Representative but non-limiting coating thicknesses are in the range 3 to 15 thousandths of an inch.

EXAMPLE 1

A formulation comprising 20% succinic anhydride and 30% micronised sodium sulphite suspended in a 27% w/w ethyl cellulose/ethanol solution was produced. Low viscosity (4 cps) ethyl cellulose was employed. Coatings of 100 μm and 30 μm thickness were produced, corresponding to ca. 20 gm−2 and 50gm−2 of coating, respectively. Sulphur dioxide release was monitored by placing a 10 cm2 piece of film and a sample of universal indicator paper in a sealed container under dry and wet conditions. Table 1 shows the results of an 85 day study. Table 1 indicates that under dry conditions, both coatings provide a neutral pH on the indicator paper, showing that no significant release of (acidic) sulphur dioxide occurs over the observed period of time. This is an important consideration from a commercial perspective since storage for an extended period would be expected. Furthermore, under wet conditions sustained sulphur dioxide release is observed, as evidenced by low observed pH values.

TABLE 1
pH values as a function of time for Example 1 films
Coating DAY
Thickness/μm Conditions 1 2 5 6 7 8 9 12 14 17 18 21
100 Wet 4 4 4 4 4 4 4 4 4 4 4 4
100 Dry 7 7 7 7 7 7 7 7 7 7 7 7
300 Wet 4 4 4 4 4 4 4 4 4 4 4 4
300 Dry 7 7 7 7 7 7 7 7 7 7 7 7
Coating DAY
Thickness/μm Conditions 22 25 29 36 43 50 57 64 71 78 85
100 Wet 4 4 4 4 4 4 4 4 5 7 7
100 Dry 7 7 7 7 7 7 7 7 7 7 7
300 Wet 4 4 4 4 4 4 4 4 4 4 5
300 Dry 7 7 7 7 7 7 7 7 7 7 7

EXAMPLE 2

Films were prepared using ethyl cellulose of different viscosities, namely 20, 100 and 300 cps ethyl cellulose. The polymer concentration was 11%. In each instance, films were produced comprising succinic acid and 30% sodium sulphite, and a wrapping trial was performed over a period of ten days. Qualitative analysis revealed that the film produced using 20 cps ethyl cellulose underwent mechanical breakdown within three days. Over the ten day period, small cracks were seen in the film produced using 100 cps ethyl cellulose. The film produced using 300 cps ethyl cellulose exhibited strong resistance to mechanical breakdown over a period of ten days.

EXAMPLE 3

Films were produced using 300 cps ethyl cellulose in ethanol at various concentration levels. These films contained succinic anhydride and sodium sulphite in various concentrations. Details of the compositions of the films are shown in Table 2. Table 3 depicts the results of an eighteen day study into sulphur dioxide release under wet conditions using the pH measuring method generally described in Example 1. Films corresponding to a relatively low ethyl cellulose concentration of 6% provide relatively rapid sulphur dioxide release, with the supply of sulphur dioxide being virtually exhausted after five days. The rapid sulphur dioxide release appears to be independent of the amount of active ingredients (ie, anhydride and sulphur dioxide releasing material) present. It should be noted that in further tests performed in dry conditions, no sulphur dioxide was detected.
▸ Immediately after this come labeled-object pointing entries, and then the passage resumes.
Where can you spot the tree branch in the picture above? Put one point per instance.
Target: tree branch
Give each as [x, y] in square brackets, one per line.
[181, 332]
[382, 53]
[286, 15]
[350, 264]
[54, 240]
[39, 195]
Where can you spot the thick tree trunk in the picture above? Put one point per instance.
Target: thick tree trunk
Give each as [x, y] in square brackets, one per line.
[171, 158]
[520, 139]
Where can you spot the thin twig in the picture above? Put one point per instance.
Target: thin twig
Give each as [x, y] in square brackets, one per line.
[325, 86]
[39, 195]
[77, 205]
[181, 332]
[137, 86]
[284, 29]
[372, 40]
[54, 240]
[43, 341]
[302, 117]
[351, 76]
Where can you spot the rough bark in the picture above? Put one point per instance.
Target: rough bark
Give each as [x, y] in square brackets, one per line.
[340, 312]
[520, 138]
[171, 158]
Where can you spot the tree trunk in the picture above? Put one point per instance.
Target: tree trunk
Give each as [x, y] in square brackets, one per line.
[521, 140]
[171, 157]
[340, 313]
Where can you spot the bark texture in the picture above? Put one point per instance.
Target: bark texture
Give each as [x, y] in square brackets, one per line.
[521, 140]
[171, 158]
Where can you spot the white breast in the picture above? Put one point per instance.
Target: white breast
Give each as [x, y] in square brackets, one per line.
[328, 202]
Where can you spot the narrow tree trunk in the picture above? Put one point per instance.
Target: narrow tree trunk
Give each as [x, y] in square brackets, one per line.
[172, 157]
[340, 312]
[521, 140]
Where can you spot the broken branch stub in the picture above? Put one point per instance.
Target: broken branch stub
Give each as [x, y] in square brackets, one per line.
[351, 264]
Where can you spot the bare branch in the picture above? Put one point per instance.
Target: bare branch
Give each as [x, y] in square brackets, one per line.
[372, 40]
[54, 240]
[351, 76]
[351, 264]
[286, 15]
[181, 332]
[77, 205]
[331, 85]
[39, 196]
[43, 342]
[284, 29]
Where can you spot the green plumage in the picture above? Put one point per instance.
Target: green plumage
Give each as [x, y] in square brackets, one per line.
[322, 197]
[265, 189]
The film corresponding to an intermediate ethyl cellulose concentration of 8.5% displayed only a marginally extended sulphur dioxide release time profile in comparison to the low ethyl cellulose concentration films. The higher ethyl cellulose concentration films (in which 11% w/w ethyl cellulose in ethanol was used) exhibited sulphur dioxide release over a greatly extended period of fifteen days. The concentration of 11% is approaching the upper limit of ethyl cellulose concentration at the relatively high viscosity of 300 cps. Therefore, selection of the ethyl cellulose concentration used to produce the films permits control of the time profile for sulphur dioxide release.

TABLE 2
Key showing film formulations
Polymer Concentration Succinic anhydride Sodium sulphite
Coating % % %
Fl 6 30 45
F2 6 40 60
F3 6 50 75
F4 6 60 90
F5 8.5 20 30
F6 11 20 30

TABLE 3
pH values obtained from films of Table 2
Coating Day
1 2 3 4 5 6 7 8 9
F1 4 4 5 7 Ceased
F2 4 4 5 7 Ceased
F3 4 4 5 7 Ceased
F4 4 4 5 7 Ceased
F5 4 4 4 4 6 7 7
F6 4 4 4 4 4 4 4
10 11 12 13 14 15 16 17 18
F1
F2
F3
F4
F5 7 7 7 7 7 7 7
F6 4 4 4 4 5 6 6

EXAMPLE 4

Preservative packaging is the most effective and acceptable means of prolonging the shelf-life of chilled meat. In aerobic environments Pseudomonas spp. are the most common spoilage organisms. Since they usually comprise part of the initial population on flesh food they are also widely distributed in the environment. Food spoilage due to Pseudomonads may occur in a number of ways. In meat, lipase and proteases liberate fatty and amino acids, which after metabolism by the organism result in off-odours, off-flavours and rancidity. At the later stages the production of extracellular slime and the development of growth, which is often pigmented, becomes visible. In this example ethyl cellulose films were prepared and shelf-life of pork chops wrapped in these films was then studied.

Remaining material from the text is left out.